Sometimes, kids just learn on their own
But even after the conversations, some kids might still be reluctant to accept their new reality, which may be partly motivated with wanting to defy their parents and not do what they suggest, said Fisher.
Some people need the social embarrassment to realize people are noticing, he said. “So you let them learn naturally. You give them enough room, and that’s kind of what I say.
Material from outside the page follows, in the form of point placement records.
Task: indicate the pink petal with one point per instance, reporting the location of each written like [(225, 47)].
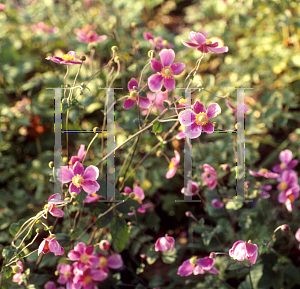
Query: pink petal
[(91, 173), (213, 110), (156, 65), (128, 103), (177, 68), (169, 83), (90, 187), (167, 57), (155, 82), (133, 82)]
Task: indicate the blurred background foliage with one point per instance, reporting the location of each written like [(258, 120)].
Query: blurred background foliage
[(263, 39)]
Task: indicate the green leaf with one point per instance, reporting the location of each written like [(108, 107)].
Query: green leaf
[(119, 233), (157, 127)]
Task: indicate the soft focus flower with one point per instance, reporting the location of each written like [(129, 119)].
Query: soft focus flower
[(51, 207), (67, 59), (50, 244), (209, 176), (264, 173), (134, 97), (285, 158), (157, 42), (166, 71), (198, 118), (164, 243), (241, 250), (80, 178), (197, 266), (217, 203), (191, 189), (84, 255), (173, 165), (202, 44), (90, 37)]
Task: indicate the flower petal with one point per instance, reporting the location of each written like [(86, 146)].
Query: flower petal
[(167, 56)]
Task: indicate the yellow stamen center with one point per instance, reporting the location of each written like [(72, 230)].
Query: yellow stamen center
[(201, 118), (167, 72), (68, 57), (78, 181)]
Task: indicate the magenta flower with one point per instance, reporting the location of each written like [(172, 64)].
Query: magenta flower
[(191, 189), (80, 156), (164, 243), (67, 59), (89, 37), (134, 96), (264, 173), (217, 203), (198, 118), (173, 165), (285, 158), (197, 266), (51, 207), (209, 176), (166, 71), (80, 178), (241, 250), (202, 44), (157, 42), (84, 256), (50, 245)]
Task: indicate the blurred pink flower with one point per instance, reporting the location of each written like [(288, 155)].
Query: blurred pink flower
[(173, 165), (241, 250), (202, 44), (166, 71), (165, 243)]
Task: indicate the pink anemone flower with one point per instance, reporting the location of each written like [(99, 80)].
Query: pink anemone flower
[(134, 96), (165, 70), (173, 165), (198, 118), (67, 59), (202, 44), (244, 250), (80, 178)]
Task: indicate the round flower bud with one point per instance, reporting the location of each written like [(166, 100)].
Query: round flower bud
[(16, 268), (104, 245)]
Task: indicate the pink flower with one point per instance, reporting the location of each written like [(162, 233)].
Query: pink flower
[(191, 189), (67, 59), (241, 250), (134, 96), (198, 118), (80, 178), (84, 255), (90, 37), (285, 158), (263, 173), (209, 176), (50, 244), (51, 207), (80, 156), (157, 42), (202, 44), (173, 165), (166, 71), (197, 266), (217, 203), (164, 243)]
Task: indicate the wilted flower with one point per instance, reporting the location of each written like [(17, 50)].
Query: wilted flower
[(202, 44), (166, 71)]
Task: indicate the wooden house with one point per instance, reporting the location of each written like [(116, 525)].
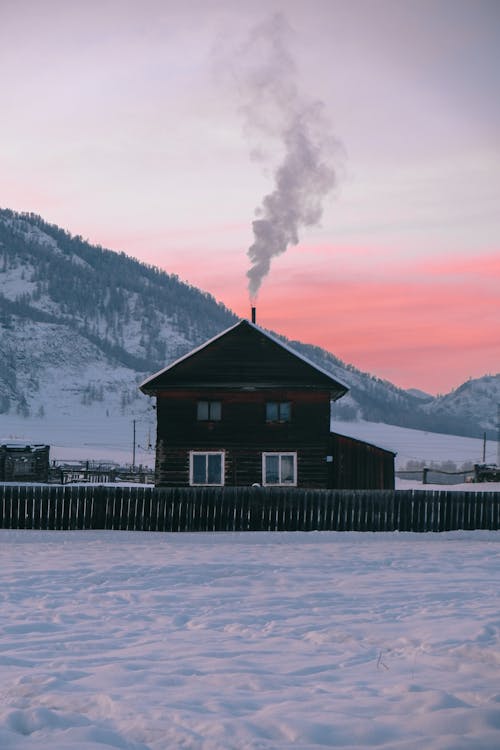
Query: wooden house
[(245, 409)]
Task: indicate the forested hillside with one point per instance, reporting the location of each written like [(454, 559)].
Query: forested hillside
[(82, 325)]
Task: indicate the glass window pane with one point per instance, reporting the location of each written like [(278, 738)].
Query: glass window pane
[(215, 411), (287, 472), (203, 410), (199, 469), (214, 469), (272, 470), (285, 411), (271, 411)]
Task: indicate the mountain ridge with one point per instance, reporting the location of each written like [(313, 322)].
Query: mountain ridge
[(130, 319)]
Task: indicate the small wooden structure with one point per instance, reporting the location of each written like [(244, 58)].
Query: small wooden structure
[(24, 463), (244, 409)]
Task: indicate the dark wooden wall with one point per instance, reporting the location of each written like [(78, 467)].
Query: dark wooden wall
[(243, 434)]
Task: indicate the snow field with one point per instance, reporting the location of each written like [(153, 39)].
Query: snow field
[(145, 641)]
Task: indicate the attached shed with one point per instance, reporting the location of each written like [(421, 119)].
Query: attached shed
[(359, 465)]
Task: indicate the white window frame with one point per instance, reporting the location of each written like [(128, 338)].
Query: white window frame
[(280, 455), (279, 408), (191, 467), (212, 406)]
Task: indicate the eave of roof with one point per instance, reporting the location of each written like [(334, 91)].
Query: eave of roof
[(342, 390)]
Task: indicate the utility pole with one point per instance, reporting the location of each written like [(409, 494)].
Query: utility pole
[(498, 434), (133, 448)]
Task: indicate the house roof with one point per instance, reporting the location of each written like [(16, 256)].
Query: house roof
[(243, 356)]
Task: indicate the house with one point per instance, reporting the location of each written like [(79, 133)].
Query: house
[(245, 409), (24, 463)]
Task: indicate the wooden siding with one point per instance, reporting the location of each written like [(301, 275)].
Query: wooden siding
[(359, 465), (243, 434), (24, 464), (244, 356)]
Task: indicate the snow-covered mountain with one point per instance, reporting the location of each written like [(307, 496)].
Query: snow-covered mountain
[(81, 326), (477, 399)]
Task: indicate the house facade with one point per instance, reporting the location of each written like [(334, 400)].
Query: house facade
[(244, 409)]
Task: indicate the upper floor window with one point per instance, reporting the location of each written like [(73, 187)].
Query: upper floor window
[(279, 469), (206, 468), (209, 411), (278, 411)]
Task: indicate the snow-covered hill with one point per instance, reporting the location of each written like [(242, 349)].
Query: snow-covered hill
[(475, 399), (81, 326)]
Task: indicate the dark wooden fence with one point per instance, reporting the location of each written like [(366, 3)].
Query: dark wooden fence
[(244, 509)]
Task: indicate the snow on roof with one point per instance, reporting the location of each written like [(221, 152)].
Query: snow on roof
[(272, 338)]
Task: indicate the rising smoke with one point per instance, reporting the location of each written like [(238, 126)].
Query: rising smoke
[(275, 106)]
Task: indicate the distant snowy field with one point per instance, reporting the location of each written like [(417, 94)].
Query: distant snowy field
[(145, 641), (90, 435)]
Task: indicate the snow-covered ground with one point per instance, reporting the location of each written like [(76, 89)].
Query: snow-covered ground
[(145, 641), (91, 434)]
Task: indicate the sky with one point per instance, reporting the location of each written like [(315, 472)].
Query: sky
[(358, 141)]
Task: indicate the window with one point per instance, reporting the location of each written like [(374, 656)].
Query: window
[(209, 411), (279, 468), (278, 411), (206, 468)]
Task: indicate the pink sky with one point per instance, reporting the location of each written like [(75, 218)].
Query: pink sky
[(119, 123)]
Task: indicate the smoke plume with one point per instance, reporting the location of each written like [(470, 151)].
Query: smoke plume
[(275, 106)]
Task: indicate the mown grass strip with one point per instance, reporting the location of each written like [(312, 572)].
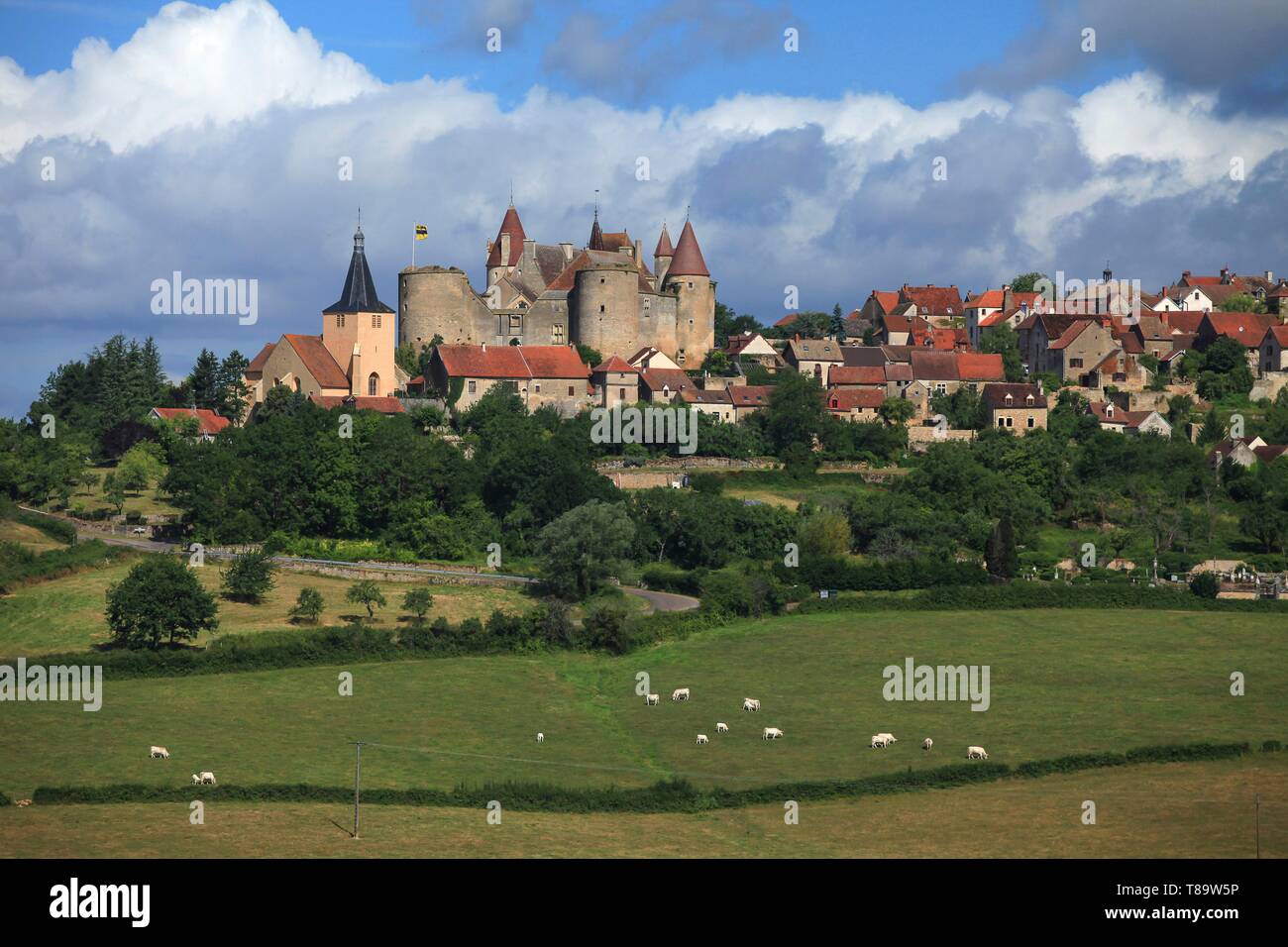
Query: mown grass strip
[(673, 795)]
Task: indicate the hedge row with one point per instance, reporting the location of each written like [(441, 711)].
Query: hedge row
[(894, 575), (1041, 595), (677, 795)]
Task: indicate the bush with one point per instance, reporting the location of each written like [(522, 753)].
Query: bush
[(1206, 585)]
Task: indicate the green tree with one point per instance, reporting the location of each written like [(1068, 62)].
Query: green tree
[(1000, 554), (366, 592), (159, 599), (584, 547), (249, 578), (308, 605), (417, 602)]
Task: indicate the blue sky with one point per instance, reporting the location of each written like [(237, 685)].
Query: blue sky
[(205, 138)]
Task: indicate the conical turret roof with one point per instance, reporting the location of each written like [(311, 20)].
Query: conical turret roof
[(360, 289), (688, 257)]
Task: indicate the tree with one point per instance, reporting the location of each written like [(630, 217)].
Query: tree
[(308, 605), (1000, 554), (584, 547), (249, 578), (417, 602), (897, 410), (366, 592), (1206, 585), (159, 598)]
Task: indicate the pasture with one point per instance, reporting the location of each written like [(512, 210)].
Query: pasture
[(1061, 682), (1181, 810), (67, 613)]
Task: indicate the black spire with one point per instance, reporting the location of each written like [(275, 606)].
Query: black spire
[(360, 289)]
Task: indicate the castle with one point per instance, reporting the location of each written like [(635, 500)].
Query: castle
[(603, 295)]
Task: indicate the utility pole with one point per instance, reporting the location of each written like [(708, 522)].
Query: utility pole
[(357, 783), (1257, 804)]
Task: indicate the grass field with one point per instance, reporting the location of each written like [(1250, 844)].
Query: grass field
[(1181, 810), (1063, 682), (67, 613), (29, 536)]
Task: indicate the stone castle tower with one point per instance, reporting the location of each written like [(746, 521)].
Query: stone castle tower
[(603, 295)]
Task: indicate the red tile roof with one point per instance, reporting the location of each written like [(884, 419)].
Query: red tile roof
[(207, 421), (844, 399), (510, 224), (318, 361), (384, 405)]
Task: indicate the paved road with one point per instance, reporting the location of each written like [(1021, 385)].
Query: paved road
[(658, 600)]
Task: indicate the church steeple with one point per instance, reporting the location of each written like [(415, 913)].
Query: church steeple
[(360, 289)]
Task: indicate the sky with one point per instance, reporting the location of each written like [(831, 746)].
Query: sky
[(831, 147)]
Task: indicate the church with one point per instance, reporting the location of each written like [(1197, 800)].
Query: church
[(351, 363), (603, 295)]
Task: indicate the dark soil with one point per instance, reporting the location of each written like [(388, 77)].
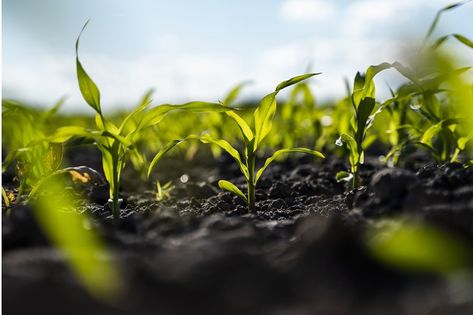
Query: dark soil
[(200, 252)]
I give my daughter enough room to step in it and go, ‘How did that feel?’ ” he said.
Rodriguez, the mom of three, said that with her 14-year-old, and now her 11-year-old, she feels like she spends a few months when everything smells “just really rank” and she is constantly riding one of the boys about “being foul.”
“And then, all of a sudden you’re choking on Axe body spray and scraping gobs of hair gel off your bathroom sink,” she jokes. “The switch is just flipped (probably by some girl, gah!) and the ‘I don’t-want-to-stink-light’ is officially on. Parenting goal achieved.”
She started to talk with her boys about body changes in the fourth grade by giving them a book about boys’ bodies. She let them read it independently and then discusses it with them from time to time. “We try to focus on the positives, that they are going to get taller and stronger, and then we weave in some hygiene lessons as they come up,” she said.
Flick Wilson, the mom of twin teens, says she’s tried to be as open with her kids as possible, about everything from body changes to body hair to deepening voices, which is quite a contrast from the way she grew up.
“I think that as much as I loved my Catholic school upbringing, it was never a conversation you had, whether it was body changes or sexuality or you name it,” she said. “And so, I think for me, I’ve been very much like, ‘I want this not to be an anxiety-ridden conversation’ … and so we’ve kind of always talked about it.”